El Acuerdo de Comercio Recíproco (ART) firmado entre Ecuador y Estados Unidos el 13 de marzo de 2026 ya se encamina a su primera prueba institucional.

El Gobierno anunció que esta semana enviará el documento a la Corte Constitucional para que determine el procedimiento que debe seguir antes de su entrada en vigencia.

Sin embargo, mientras el Ejecutivo defiende el tratado como una salida para aliviar la presión arancelaria impuesta por Washington, crecen las voces que sostienen que el convenio beneficia mucho más a Estados Unidos que a Ecuador.

La principal crítica no apunta solo al contenido comercial, sino a la asimetría del acuerdo.

Para varios economistas y analistas, el ART no funciona como un tratado clásico en el que ambos países abren mercados en condiciones similares.

Al contrario, Estados Unidos mantiene un acceso limitado y selectivo para los productos ecuatorianos, mientras Ecuador asume compromisos amplios para desmontar barreras, flexibilizar controles y facilitar la entrada de bienes, servicios e inversiones estadounidenses.

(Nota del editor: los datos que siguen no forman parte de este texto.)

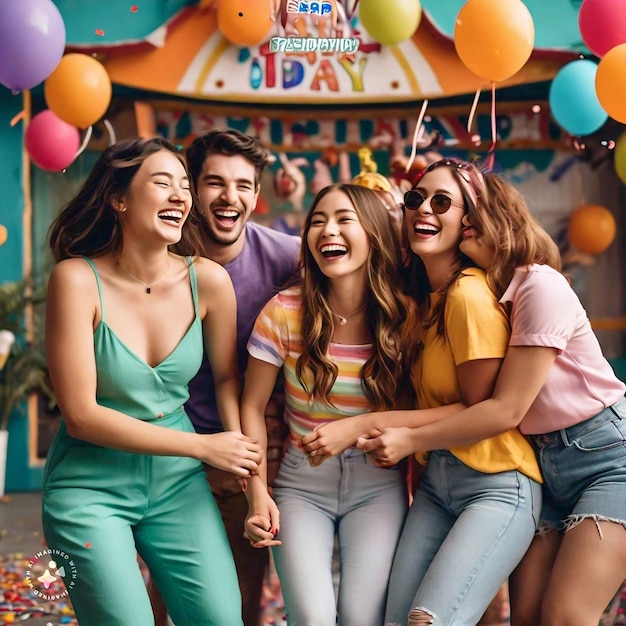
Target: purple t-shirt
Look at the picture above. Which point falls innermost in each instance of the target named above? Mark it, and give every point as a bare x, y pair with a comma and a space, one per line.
266, 262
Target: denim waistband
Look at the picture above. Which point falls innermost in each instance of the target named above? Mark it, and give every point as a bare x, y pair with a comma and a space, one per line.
567, 435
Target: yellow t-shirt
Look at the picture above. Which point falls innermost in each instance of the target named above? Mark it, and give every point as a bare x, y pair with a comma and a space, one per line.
475, 328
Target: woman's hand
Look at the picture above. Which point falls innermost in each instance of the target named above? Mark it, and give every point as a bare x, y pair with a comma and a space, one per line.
389, 446
332, 438
230, 451
263, 520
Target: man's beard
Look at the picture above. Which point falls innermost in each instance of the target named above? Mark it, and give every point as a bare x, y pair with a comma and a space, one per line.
219, 238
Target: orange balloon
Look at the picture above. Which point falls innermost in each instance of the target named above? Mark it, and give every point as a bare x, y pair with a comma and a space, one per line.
79, 90
494, 38
591, 228
611, 82
244, 22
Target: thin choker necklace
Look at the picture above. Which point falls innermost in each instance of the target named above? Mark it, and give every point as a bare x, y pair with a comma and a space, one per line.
147, 287
343, 319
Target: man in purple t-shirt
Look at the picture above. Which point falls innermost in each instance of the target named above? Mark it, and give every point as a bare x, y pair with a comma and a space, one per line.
225, 168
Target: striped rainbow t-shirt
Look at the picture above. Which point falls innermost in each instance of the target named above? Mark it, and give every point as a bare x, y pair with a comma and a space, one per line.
276, 339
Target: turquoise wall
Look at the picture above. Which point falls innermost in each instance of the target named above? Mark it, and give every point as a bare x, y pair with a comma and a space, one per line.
19, 475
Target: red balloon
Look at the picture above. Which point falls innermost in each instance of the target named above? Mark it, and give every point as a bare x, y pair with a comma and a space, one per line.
602, 24
51, 143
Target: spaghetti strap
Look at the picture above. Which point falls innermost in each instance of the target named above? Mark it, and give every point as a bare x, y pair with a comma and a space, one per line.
194, 285
95, 271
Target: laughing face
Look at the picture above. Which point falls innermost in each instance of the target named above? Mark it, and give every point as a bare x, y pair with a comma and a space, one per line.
431, 232
227, 195
160, 185
336, 238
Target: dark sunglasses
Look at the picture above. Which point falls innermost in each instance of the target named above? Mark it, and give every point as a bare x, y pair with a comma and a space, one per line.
439, 202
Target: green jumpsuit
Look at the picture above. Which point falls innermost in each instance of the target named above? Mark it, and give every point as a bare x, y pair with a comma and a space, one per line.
102, 506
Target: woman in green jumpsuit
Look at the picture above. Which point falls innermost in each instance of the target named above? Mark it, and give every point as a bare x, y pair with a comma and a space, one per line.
124, 335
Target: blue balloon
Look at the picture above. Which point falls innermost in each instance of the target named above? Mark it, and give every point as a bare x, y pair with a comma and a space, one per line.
573, 100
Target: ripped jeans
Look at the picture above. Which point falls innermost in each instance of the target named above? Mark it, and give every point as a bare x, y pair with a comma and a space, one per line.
584, 468
465, 533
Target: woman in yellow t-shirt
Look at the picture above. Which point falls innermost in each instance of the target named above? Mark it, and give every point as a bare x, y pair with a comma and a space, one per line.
476, 510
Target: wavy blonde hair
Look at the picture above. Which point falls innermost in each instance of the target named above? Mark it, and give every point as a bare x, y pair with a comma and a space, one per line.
383, 376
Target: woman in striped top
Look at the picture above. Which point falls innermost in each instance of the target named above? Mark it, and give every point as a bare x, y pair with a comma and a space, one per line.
338, 339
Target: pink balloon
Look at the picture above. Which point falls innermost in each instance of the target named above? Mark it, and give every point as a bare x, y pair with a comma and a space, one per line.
602, 24
51, 143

Alberto Acosta resume esa lectura con una frase contundente: el acuerdo “es un animal único”.

A su criterio, en lugar de que ambos países se abran mutuamente, lo que ocurre es que Estados Unidos cierra su mercado y Ecuador abre el suyo.

Desde esa perspectiva, el ART no sería una victoria comercial para Ecuador, sino una negociación marcada por la presión de las sobretasas impuestas por la administración de Donald Trump.

Esa presión es el origen político del acuerdo.

Washington presentó el ART como parte de su estrategia para corregir lo que considera “prácticas comerciales injustas”, eliminar barreras que afectan a sus exportadores, ampliar el acceso al mercado ecuatoriano y fortalecer a las empresas y trabajadores estadounidenses.

En otras palabras, el tratado fue diseñado desde la lógica de los intereses de Estados Unidos.

Un informe de Cordes se advierte que Ecuador está dando beneficios permanentes para Estados Unidos, mientras los que otorgó el país norteamericano podrían ser solo temporales. 

Y esa lógica se nota en el contenido.

Aranceles

Uno de los elementos más cuestionados es que Ecuador se compromete a reducir o eliminar aranceles para múltiples productos estadounidenses y a otorgar un trato preferencial a una parte importante del agro de ese país.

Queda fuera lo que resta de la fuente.